In a recent March 2016 column titled, Rosmann: What lies in store for agriculture in 2016?, Mike Rosmann painted a bleak seeming future for farmers this year. Based on diminishing markets, weather, and numerous reports from many people involved in agriculture.
Earlier this year, Southwest Farm Press also echoed a poor outlook for 2016. The perspective they took just two months ago was clear,
"This mix of federal fiscal news suggests a mixed projection for U.S. ag in 2016. A slowing of federal spending may put the skids on farm program support, in spite of 2014 farm bill promises."
The projections on 2016 seem to look dim for just about everyone else but Hillview Farm NJ. At least it's safe to say that we don't often come across people who are optimistic about the year.
What's more interesting is how this seems to be the norm year to year. Hearing doom and gloom that is. In reality, it's not necessarily based on the weather, the economy, or other factors.
Take for example the overlooked rise of farming drones in recent years. It used to be quite expensive to get an agricultural drone system up and running. However, in just the last 2-3 years, the price has dropped significantly.

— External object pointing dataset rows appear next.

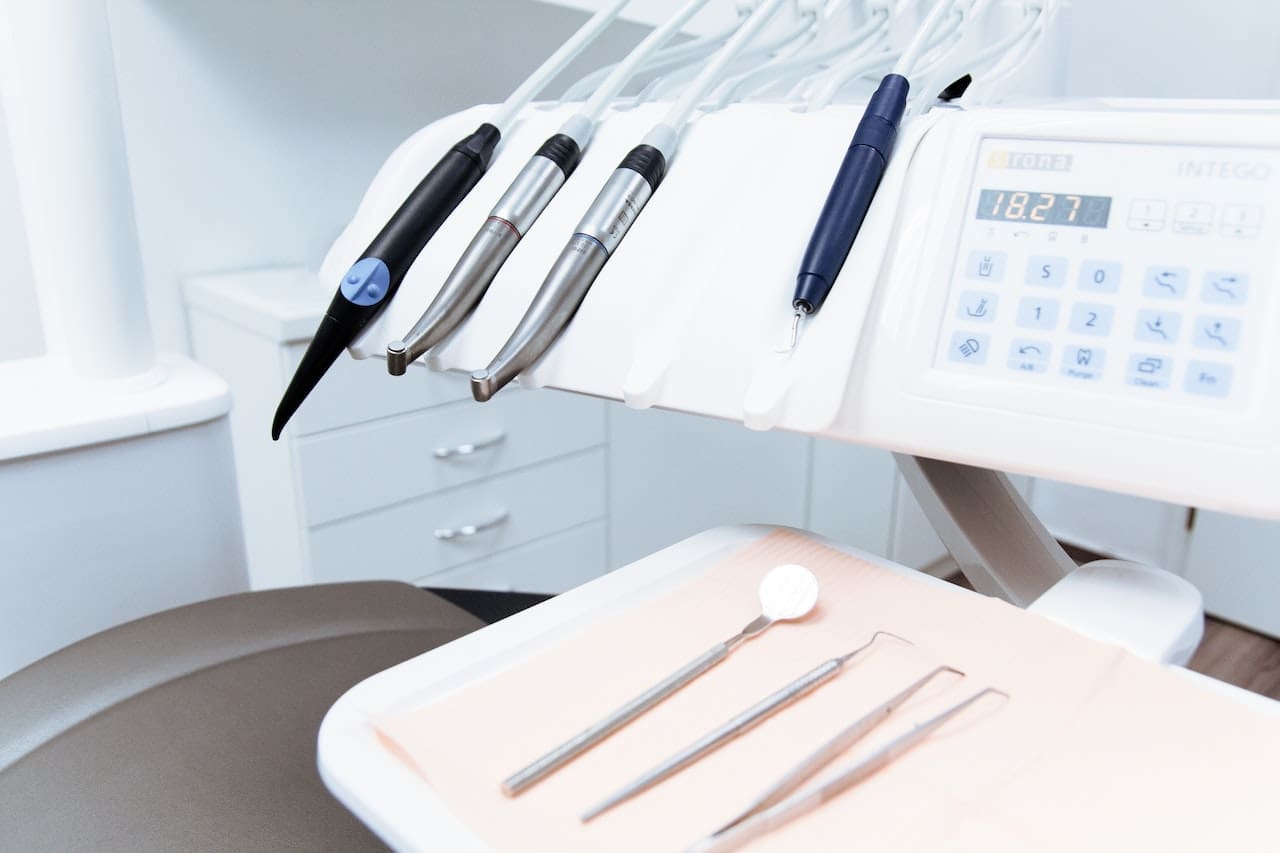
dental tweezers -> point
(778, 806)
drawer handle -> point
(471, 529)
(471, 447)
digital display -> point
(1045, 208)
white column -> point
(63, 112)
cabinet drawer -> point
(407, 541)
(553, 564)
(394, 460)
(353, 392)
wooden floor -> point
(1228, 652)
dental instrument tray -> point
(1052, 283)
(419, 752)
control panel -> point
(1120, 268)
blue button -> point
(1150, 370)
(1208, 379)
(1157, 327)
(1165, 282)
(1100, 277)
(1046, 270)
(969, 347)
(1029, 355)
(977, 306)
(1083, 363)
(1225, 288)
(1220, 333)
(986, 265)
(1037, 314)
(1088, 318)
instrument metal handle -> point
(592, 735)
(470, 447)
(470, 529)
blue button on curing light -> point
(368, 282)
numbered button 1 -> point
(1100, 277)
(1225, 288)
(988, 267)
(1046, 270)
(1157, 327)
(1165, 282)
(1037, 314)
(1221, 333)
(1092, 319)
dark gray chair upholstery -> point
(195, 729)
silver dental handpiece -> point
(510, 219)
(598, 235)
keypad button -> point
(1100, 277)
(988, 267)
(1157, 327)
(1193, 218)
(1031, 356)
(1083, 363)
(1092, 319)
(1165, 282)
(1037, 314)
(977, 306)
(1221, 333)
(1208, 379)
(1225, 288)
(969, 347)
(1148, 370)
(1046, 270)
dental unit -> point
(606, 223)
(522, 203)
(371, 282)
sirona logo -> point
(1224, 169)
(1029, 160)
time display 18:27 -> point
(1045, 208)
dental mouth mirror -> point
(787, 592)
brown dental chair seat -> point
(195, 729)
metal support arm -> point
(991, 532)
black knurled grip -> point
(563, 151)
(648, 162)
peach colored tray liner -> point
(1095, 751)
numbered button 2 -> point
(1100, 277)
(1092, 319)
(1037, 314)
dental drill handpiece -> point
(594, 240)
(369, 286)
(849, 199)
(522, 203)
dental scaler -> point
(371, 282)
(607, 220)
(521, 204)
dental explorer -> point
(521, 204)
(856, 181)
(371, 282)
(787, 592)
(735, 726)
(607, 222)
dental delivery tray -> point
(1092, 742)
(1079, 291)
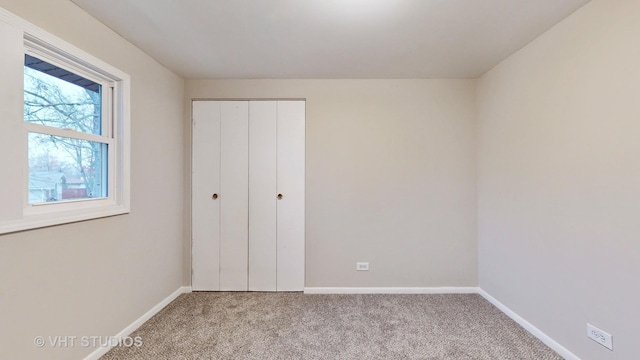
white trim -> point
(141, 320)
(391, 290)
(546, 339)
(118, 136)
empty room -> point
(336, 179)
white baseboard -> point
(546, 339)
(141, 320)
(390, 290)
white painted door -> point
(234, 195)
(205, 214)
(291, 192)
(262, 195)
(248, 195)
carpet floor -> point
(219, 325)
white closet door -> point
(290, 208)
(234, 195)
(205, 217)
(262, 195)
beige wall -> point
(559, 180)
(390, 177)
(96, 277)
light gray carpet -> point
(202, 325)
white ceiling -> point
(330, 38)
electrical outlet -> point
(601, 337)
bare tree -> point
(51, 103)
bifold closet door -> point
(248, 195)
(290, 213)
(262, 195)
(234, 195)
(205, 185)
(220, 195)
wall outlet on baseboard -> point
(601, 337)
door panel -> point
(234, 195)
(262, 195)
(205, 217)
(291, 184)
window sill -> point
(35, 221)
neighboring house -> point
(47, 186)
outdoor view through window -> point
(64, 162)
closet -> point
(248, 195)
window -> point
(72, 166)
(72, 140)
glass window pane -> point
(62, 169)
(59, 98)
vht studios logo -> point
(87, 341)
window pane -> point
(62, 168)
(56, 97)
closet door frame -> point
(246, 274)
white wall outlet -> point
(601, 337)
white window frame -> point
(115, 133)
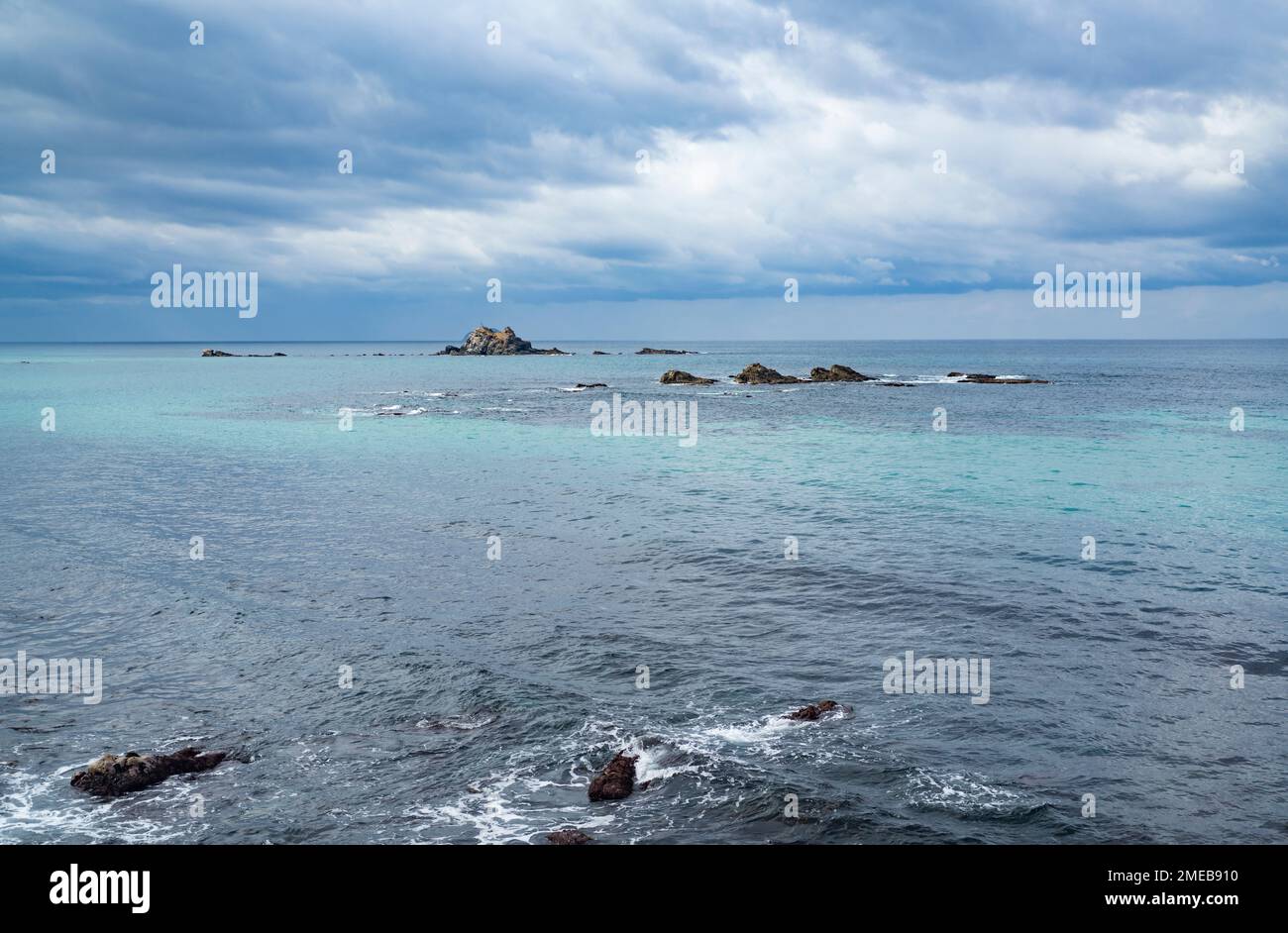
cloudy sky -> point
(765, 161)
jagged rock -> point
(678, 377)
(568, 837)
(763, 374)
(112, 775)
(837, 373)
(812, 710)
(483, 341)
(616, 781)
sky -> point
(643, 170)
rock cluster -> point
(483, 341)
(224, 353)
(115, 775)
(616, 781)
(568, 837)
(837, 373)
(987, 378)
(811, 712)
(678, 377)
(758, 374)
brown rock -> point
(811, 712)
(837, 373)
(678, 377)
(483, 341)
(763, 374)
(112, 775)
(616, 781)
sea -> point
(421, 600)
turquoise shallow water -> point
(487, 691)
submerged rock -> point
(616, 781)
(837, 373)
(568, 837)
(812, 710)
(483, 341)
(678, 377)
(988, 378)
(112, 775)
(763, 374)
(224, 353)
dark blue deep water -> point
(487, 691)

Relatively cheap drones with advanced sensors and imaging capabilities are giving farmers new ways to increase yields and reduce crop damage. Source: MIT Technology Review
The reality is this. Many farmers who jump into advanced agricultural monitoring will gain a tremendous amount of data they didn't once have. And this could make a night and day difference for the farmers who do embrace and adapt to technology.
It could result in an economic impact unlike we've ever seen in the history of agriculture, and the world as a whole.
What do you think? Are we living in the times right before a breakthrough occurs in agriculture? Could reality be the doom and gloom reports are all thinking within an old norm - making predictions based on the agricultural infrastructure of yesterday.